Collection of writings by Charles Bukowski

Notes of a Dirty Old Man (1969) is a collection of underground newspaper columns written by Charles Bukowski. Bukowski's popular weekly column by the same name appeared in newspapers including Open City, Los Angeles Free Press, NOLA Express, and High Times.

Bukowski's columns were collated and published by Essex House in 1969. His short articles were marked by his trademark crude humor, as well as his attempts to present a "truthful" or objective viewpoint of various events in his life and his own subjective responses to those events. The series is published by City Lights Publishing Company but can also be found in Portions from a Wine-Stained Notebook, which is a collection of some of Bukowski's rare and obscure works.

==Plot summary==
Bukowski uses his own life as the basis for his series of articles, and characteristically leaves nothing out.
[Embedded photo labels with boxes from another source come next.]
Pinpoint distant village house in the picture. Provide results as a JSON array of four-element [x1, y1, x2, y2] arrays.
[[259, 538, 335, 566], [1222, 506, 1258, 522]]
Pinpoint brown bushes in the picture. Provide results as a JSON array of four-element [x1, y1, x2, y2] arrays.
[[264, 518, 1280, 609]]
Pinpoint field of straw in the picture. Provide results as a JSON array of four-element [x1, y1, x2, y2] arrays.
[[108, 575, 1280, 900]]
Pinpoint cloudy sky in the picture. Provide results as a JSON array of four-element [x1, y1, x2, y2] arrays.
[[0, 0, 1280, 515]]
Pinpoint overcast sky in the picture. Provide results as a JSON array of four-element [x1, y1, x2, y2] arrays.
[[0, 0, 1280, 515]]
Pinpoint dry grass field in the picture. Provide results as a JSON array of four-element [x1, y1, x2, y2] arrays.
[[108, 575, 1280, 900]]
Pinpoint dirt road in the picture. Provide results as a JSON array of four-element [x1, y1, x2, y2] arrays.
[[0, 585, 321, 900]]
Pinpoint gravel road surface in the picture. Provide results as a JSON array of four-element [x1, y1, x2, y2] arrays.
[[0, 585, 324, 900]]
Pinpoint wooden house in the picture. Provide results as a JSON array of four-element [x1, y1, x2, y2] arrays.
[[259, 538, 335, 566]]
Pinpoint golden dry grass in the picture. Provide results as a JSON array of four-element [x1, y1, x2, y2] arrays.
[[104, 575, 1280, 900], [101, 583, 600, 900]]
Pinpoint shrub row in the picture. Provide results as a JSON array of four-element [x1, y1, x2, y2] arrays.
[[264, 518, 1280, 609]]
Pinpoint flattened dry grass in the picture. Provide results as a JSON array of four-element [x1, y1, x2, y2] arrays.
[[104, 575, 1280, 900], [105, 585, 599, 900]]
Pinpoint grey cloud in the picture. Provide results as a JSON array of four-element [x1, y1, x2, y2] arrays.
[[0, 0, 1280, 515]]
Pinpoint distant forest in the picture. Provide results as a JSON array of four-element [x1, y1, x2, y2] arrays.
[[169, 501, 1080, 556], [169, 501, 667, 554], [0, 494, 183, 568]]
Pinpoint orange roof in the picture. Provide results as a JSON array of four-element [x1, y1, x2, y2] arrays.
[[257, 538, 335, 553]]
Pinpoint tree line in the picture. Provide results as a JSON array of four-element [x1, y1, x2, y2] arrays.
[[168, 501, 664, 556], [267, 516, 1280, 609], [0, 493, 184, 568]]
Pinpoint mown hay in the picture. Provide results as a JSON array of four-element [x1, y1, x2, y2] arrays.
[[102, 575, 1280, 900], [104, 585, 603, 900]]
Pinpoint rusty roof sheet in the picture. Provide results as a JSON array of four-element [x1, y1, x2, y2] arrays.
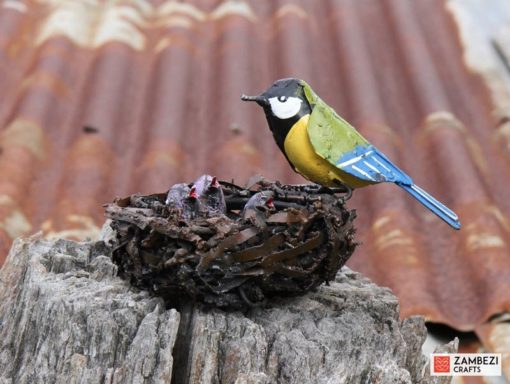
[[0, 0, 510, 330]]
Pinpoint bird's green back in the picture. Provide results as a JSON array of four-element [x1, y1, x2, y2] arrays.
[[302, 81, 369, 165]]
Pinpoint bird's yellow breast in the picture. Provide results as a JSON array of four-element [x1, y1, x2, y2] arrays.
[[283, 115, 369, 188]]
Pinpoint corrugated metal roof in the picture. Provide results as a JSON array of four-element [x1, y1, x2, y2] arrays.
[[0, 0, 510, 336]]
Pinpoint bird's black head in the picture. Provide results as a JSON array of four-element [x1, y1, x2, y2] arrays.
[[241, 78, 312, 150]]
The different stories range from hooking up with the wife of a stranger who invites him over for dinner to admire his work, to Bukowski's versions of "debates" with other writers at "Open City". Bukowski goes through life and each event without caring about the consequences of his actions. He is almost always alone aside from the occasional prostitute that he invites over. A few times, generous people who admire his writings will allow him to stay with them rent free, though he does not understand why people enjoy his writings so much. As soon as he starts to get too close to these families or hosts he will leave without notice and go on to find a new place to stay. However, he does mention that he does not want readers to feel sorry for him, which is why he includes crude comedy along with each story. He always has some type of alcohol with him that allows him to be as carefree as he is. Whether he is drinking while writing his stories and poetry, or showing up to work and meetings already drunk, every story incorporates his vigorous drinking habits.
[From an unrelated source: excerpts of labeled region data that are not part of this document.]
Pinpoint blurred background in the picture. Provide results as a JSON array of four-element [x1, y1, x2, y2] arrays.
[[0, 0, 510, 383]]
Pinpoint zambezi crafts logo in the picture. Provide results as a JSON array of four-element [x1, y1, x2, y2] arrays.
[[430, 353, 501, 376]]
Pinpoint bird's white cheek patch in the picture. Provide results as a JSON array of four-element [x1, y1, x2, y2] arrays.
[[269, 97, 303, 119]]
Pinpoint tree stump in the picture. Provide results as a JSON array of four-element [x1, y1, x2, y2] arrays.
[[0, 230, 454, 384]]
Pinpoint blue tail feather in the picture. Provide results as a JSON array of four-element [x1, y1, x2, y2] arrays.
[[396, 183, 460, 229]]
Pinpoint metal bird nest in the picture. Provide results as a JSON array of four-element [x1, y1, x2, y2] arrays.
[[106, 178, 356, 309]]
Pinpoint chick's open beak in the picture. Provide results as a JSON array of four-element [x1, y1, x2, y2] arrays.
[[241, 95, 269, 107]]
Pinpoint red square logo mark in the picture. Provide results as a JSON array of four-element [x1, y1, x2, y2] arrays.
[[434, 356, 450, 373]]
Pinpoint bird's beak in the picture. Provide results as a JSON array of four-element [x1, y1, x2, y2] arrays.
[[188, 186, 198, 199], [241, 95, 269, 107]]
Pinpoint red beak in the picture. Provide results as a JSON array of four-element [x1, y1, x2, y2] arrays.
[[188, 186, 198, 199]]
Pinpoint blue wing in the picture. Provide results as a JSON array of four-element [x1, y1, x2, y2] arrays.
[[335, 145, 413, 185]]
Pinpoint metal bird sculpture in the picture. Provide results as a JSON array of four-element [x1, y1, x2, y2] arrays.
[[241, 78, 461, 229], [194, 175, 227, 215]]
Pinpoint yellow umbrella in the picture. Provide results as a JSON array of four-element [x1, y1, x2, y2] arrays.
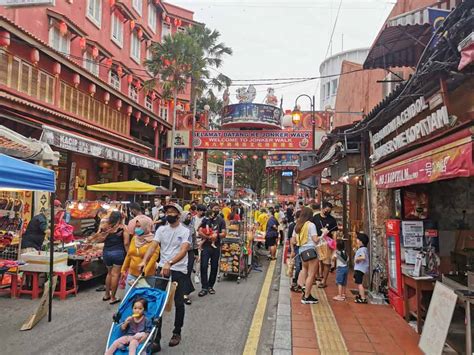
[[87, 180, 156, 193]]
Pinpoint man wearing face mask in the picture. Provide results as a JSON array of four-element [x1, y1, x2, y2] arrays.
[[198, 203, 226, 297], [313, 201, 338, 288], [139, 202, 191, 352]]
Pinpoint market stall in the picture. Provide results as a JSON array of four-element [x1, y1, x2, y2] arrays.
[[0, 154, 56, 321]]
==A Dirty Old Man Confesses==
Along with the series Notes of a Dirty Old Man, Portions from a Wine-Stained Notebook includes another deep look into Charles Bukowski's life. It is a lengthened version of Notes of a Dirty Old Man that is more of an autobiography about him becoming a writer than a short story. It is called A Dirty Old Man Confesses. This short autobiography places Notes of a Dirty Old Man into a clearer timeline, providing the reader with a better perspective of Bukowski's life. It is a more personal and serious way for readers and fans to get to know more about the author and how he lived. It begins during his early childhood by explaining the difficult relationship that he had with his father.
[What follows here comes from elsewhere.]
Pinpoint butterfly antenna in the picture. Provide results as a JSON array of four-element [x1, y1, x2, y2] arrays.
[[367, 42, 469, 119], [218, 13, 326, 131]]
His father whipped him for the slightest reasons whenever he got the chance. Bukowski became numb from the pain and began isolating himself from everyone around him, even other children at school. Eventually he was able to move out on his own and began entering drinking and gambling contests because he found he was very good at it. He began his cycle of getting kicked out and moving into different homes and hotels (which is elaborated more on in Notes of a Dirty Old Man). His life would go downhill fast until his writing career became slightly successful and then go downhill again. His work was published in Story and in other magazines, in addition to the column he wrote for the underground newspaper, installments of which were eventually compiled and published by Essex House. Between each success he would work unfulfilling jobs, drink more than usual, and take advantage of the generosity of anyone offering it.